Former Boston Red Sox player and current analyst and reporter for Comcast SportsNet New England, Lou Merloni, claimed last week that Sox management taught players how to use steroids during his tenure with the team.

 

"I'm in spring training, and I got an 8:30-9:00 meeting in the morning," said Merloni, 38, a native of Framingham, Massachusetts and graduate of Providence College who played five seasons on Yawkey Way as an infielder from 1998-2003.

 

"And I walk into that office, and this happened while I was with the Boston Red Sox before this last regime, I'm sitting in the meeting. There's a doctor up there and he's talking about steroids, and everyone was like 'Here we go, we're gonna sit here and get the whole thing—they're bad for you.' No. He spins it and says 'You know what, if you take steroids and sit on the couch all winter long, you can actually get stronger than someone who works out clean, if you're going to take steroids, one cycle won't hurt you, abusing steroids it will.'”

 

WEEI-AM’s “Big Show” co-host continued, “He sat there for one hour and told us how to properly use steroids while I'm with the Boston Red Sox, sitting there with the rest of the organization, and after this I said 'What the heck was that?' And everybody on the team was like 'What was that?' And the response we got was 'Well, we know guys are taking it, so we want to make sure they're taking it the right way'... Where did that come from? That didn't come from the Players Association."

 

“Sweet Lou’s” startling comments were made two days after long time Red Sox superstar Manny Ramirez was suspended 50 games for violating Major League Baseball’s Performance Enhancing Drugs policy.

 

Merloni’s candid account is yet another emphatic reminder that the Director of the Boston Red Sox, George Mitchell, conducted an unethical and biased investigation into the usage of steroids in professional baseball.

 

The one time United States Senator and Waylon Smithers clone, conveniently did not include one single player of note on the team he is employed by when he released the findings of his corrupt, 20-month investigation known as the “Mitchell Report” in December 2007.

 

Mitchell’s dishonorable examination concentrated primarily on disclosures made by former New York Yankees strength coach, Brian McNamee, and New York Mets bat boy and clubhouse worker of yesteryear, Kirk Radomski.

 

"You had two guys from New York doing all the talking in the Mitchell report,” observed Los Angeles Dodgers Manager Joe Torre. “That's why you have information on New York players."

 

It was irresponsible and negligent for Mitchell to focus the bulk of his energy and resources on the words of two informants when the league has positive test results that document that drug use was rampant in baseball and was not just a Big Apple epidemic.

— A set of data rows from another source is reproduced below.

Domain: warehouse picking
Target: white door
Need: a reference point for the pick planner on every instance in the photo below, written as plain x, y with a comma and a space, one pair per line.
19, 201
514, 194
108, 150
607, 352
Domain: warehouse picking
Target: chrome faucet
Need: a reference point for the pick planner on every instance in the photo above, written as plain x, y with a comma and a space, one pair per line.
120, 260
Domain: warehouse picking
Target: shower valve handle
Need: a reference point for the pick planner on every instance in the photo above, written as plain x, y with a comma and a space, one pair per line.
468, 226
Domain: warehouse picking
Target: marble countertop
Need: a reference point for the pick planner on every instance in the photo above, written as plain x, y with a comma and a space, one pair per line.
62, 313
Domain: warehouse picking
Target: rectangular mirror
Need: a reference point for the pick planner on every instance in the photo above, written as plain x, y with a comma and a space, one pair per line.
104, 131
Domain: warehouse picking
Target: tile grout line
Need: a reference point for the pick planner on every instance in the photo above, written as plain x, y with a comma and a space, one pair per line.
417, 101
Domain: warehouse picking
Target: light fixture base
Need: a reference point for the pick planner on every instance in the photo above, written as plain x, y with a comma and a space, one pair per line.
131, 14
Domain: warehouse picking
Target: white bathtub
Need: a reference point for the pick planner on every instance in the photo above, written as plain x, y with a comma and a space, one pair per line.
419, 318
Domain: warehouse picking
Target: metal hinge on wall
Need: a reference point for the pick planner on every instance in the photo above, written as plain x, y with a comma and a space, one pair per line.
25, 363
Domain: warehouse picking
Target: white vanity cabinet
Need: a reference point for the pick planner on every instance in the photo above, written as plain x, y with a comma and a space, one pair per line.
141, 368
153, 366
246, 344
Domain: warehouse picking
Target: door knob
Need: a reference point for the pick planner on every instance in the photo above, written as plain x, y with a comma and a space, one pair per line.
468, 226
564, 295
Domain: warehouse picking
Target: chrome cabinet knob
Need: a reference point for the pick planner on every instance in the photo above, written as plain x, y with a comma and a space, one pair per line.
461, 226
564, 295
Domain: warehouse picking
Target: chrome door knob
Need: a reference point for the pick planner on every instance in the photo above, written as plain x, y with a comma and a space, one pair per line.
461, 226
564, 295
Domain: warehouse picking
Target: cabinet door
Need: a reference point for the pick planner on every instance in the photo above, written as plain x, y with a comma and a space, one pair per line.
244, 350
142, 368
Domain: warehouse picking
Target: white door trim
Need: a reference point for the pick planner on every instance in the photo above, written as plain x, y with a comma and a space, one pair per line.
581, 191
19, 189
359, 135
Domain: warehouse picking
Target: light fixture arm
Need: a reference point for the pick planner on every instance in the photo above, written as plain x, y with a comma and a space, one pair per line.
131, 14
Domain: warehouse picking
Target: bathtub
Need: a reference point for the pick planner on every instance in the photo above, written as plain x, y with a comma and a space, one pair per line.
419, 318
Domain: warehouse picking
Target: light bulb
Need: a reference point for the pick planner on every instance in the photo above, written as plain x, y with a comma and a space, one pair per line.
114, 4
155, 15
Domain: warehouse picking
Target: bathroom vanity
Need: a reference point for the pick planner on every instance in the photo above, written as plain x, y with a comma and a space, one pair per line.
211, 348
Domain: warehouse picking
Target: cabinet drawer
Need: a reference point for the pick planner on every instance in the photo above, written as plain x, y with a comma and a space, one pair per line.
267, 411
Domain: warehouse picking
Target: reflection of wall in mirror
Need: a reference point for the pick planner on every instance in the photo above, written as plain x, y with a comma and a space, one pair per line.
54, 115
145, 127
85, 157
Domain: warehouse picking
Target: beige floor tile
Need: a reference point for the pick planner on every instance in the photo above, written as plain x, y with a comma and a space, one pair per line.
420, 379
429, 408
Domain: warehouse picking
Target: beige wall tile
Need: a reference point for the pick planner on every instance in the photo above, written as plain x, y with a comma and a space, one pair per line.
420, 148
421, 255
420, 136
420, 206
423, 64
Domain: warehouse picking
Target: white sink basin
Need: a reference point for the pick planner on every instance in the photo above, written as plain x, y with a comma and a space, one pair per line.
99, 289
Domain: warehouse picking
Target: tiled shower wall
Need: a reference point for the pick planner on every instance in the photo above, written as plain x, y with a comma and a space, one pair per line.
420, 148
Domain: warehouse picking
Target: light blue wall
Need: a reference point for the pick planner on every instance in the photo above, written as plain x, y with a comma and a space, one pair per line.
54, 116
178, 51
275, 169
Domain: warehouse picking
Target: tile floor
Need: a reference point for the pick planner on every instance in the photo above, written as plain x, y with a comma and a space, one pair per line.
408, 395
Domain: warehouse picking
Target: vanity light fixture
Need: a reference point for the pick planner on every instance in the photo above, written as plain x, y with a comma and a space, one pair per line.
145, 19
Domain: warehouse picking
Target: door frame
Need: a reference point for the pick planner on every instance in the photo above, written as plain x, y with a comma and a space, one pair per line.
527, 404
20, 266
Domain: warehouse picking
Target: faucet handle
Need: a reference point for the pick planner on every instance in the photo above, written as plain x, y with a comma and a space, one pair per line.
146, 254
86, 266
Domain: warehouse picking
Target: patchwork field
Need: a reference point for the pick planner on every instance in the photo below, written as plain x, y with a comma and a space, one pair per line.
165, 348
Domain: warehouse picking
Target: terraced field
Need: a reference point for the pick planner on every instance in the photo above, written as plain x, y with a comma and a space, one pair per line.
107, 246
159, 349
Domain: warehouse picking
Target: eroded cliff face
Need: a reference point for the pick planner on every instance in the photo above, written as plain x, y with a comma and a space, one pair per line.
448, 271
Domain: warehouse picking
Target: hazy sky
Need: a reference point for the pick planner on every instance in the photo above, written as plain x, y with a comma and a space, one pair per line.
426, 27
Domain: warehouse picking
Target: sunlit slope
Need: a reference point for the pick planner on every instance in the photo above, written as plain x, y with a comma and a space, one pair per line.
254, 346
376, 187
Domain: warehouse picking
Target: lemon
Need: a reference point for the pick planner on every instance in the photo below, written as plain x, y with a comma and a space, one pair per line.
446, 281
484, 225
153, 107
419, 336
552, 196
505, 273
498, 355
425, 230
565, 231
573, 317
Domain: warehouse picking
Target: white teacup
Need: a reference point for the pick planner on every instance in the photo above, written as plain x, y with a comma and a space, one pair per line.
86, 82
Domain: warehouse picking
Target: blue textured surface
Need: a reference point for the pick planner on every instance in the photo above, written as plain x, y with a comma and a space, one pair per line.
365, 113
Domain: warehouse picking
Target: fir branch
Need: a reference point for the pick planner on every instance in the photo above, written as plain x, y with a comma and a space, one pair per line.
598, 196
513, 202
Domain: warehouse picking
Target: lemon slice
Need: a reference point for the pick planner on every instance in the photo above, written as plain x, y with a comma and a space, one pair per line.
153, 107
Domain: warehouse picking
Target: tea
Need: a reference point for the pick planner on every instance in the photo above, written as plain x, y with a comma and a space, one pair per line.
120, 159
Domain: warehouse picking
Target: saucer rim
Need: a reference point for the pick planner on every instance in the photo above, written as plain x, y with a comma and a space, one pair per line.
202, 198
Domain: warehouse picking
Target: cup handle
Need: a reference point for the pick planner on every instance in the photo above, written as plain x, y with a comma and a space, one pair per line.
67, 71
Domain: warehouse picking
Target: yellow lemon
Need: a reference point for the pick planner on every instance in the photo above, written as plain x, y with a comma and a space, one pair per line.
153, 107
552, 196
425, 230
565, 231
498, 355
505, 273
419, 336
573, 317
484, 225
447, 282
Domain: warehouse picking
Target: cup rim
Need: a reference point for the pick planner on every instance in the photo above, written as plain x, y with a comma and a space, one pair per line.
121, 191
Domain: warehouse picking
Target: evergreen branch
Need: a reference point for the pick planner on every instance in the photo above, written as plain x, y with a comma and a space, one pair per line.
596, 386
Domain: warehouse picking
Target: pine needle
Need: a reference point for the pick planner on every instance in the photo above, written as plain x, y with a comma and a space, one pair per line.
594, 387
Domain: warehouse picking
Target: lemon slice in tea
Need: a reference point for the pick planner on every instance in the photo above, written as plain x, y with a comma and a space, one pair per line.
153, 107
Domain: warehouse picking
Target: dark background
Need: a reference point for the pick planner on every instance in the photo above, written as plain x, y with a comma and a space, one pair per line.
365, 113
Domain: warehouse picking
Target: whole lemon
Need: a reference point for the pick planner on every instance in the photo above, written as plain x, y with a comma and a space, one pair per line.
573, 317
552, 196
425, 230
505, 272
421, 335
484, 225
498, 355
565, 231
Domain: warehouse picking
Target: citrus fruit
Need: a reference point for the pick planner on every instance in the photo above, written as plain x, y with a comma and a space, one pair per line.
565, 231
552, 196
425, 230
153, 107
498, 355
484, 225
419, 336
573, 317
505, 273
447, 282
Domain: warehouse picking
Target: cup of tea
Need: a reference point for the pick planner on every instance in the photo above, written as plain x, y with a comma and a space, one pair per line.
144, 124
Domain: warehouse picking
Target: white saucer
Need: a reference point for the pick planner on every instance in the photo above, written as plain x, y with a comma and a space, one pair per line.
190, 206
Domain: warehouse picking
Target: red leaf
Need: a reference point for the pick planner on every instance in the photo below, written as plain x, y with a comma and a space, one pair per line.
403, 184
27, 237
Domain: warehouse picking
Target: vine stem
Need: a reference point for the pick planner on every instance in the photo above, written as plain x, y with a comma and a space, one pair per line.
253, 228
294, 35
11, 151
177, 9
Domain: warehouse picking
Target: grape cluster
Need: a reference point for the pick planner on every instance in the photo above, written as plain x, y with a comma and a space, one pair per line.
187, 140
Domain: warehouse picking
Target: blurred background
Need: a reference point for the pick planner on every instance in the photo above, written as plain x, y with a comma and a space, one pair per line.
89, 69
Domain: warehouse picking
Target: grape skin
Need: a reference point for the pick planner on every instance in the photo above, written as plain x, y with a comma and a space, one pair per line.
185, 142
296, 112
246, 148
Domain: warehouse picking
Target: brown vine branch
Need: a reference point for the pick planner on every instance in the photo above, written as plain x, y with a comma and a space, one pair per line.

Although Mitchell is clearly a conflicted snake, much of the onus must be placed on the Major League Baseball suits that put him in charge of a major drug investigation when it is evident that his allegiance to the Red Sox created a conflict of interest.

Performance enhancing drugs were not a problem that strictly ravaged the New York and Texas baseball communities.

 

The steroids epidemic was widespread, from San Diego to New England, for more than twenty years in the sport of baseball and it is a shame that one unqualified man had the audacity to make the public think otherwise for any length of time whatsoever.